Curtis R E, Boice J D, Stovall M, Bernstein L, Greenberg R S, Flannery J T, Schwartz A G, Weyer P, Moloney W C, Hoover R N
Radiation Epidemiology Branch, National Cancer Institute, Bethesda, Md. 20892.
N Engl J Med. 1992 Jun 25;326(26):1745-51. doi: 10.1056/NEJM199206253262605.
Few studies have evaluated the late effects of adjuvant chemotherapy for breast cancer. Moreover, the relation between the risk of leukemia and the amount of drug given and the interaction of chemotherapy with radiotherapy have not been described in detail.
We conducted a case-control study in a cohort of 82,700 women given a diagnosis of breast cancer from 1973 to 1985 in five areas of the United States. Detailed information about therapy was obtained for 90 patients with leukemia and 264 matched controls. The dose of radiation to the active marrow was estimated from individual radiotherapy records (mean dose, 7.5 Gy).
The risk of acute nonlymphocytic leukemia was significantly increased after regional radiotherapy alone (relative risk, 2.4), alkylating agents alone (relative risk, 10.0), and combined radiation and drug therapy (relative risk, 17.4). Dose-dependent risks were observed after radiotherapy and treatment with melphalan and cyclophosphamide. Melphalan was 10 times more leukemogenic than cyclophosphamide (relative risk, 31.4 vs. 3.1). There was little increase in the risk associated with total cyclophosphamide doses of less than 20,000 mg.

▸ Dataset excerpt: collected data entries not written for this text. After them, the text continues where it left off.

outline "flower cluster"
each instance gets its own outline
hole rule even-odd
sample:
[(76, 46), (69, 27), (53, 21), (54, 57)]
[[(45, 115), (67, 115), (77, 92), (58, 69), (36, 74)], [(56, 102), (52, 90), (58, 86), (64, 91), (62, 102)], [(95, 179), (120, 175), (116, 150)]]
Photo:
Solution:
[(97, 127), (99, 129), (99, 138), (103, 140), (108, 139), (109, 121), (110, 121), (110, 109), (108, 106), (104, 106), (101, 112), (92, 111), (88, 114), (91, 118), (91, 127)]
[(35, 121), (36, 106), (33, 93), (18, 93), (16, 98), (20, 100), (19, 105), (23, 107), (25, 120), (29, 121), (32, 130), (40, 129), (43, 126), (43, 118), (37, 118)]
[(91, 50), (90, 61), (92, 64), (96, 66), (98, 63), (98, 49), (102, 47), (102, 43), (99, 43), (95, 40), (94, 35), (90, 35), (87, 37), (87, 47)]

Although leukemia occurs in few patients with breast cancer, significantly elevated risks were linked to treatments with regional radiation and alkylating agents. Melphalan is a more potent leukemogen than cyclophosphamide or radiotherapy. Low risks were associated with the levels of cyclophosphamide in common use today. Systemic drug therapy combined with radiotherapy that delivers high doses to the marrow appears to enhance the risk of leukemia.
很少有研究评估乳腺癌辅助化疗的远期影响。此外,白血病风险与给药剂量之间的关系以及化疗与放疗的相互作用尚未得到详细描述。
我们在美国五个地区对1973年至1985年期间被诊断为乳腺癌的82700名女性队列进行了一项病例对照研究。获得了90例白血病患者和264例匹配对照的详细治疗信息。根据个体放疗记录估算对活跃骨髓的辐射剂量(平均剂量,7.5 Gy)。
单纯区域放疗后急性非淋巴细胞白血病风险显著增加(相对风险,2.4),单纯烷化剂治疗后(相对风险,10.0),以及放疗与药物联合治疗后(相对风险,17.4)。放疗以及美法仑和环磷酰胺治疗后观察到剂量依赖性风险。美法仑致白血病的可能性比环磷酰胺高10倍(相对风险,31.4对3.1)。环磷酰胺总剂量低于20000 mg时,相关风险几乎没有增加。
虽然乳腺癌患者中白血病发生率较低,但区域放疗和烷化剂治疗与显著升高的风险相关。美法仑比环磷酰胺或放疗更易致白血病。当今常用的环磷酰胺剂量相关风险较低。全身药物治疗联合对骨髓给予高剂量放疗似乎会增加白血病风险。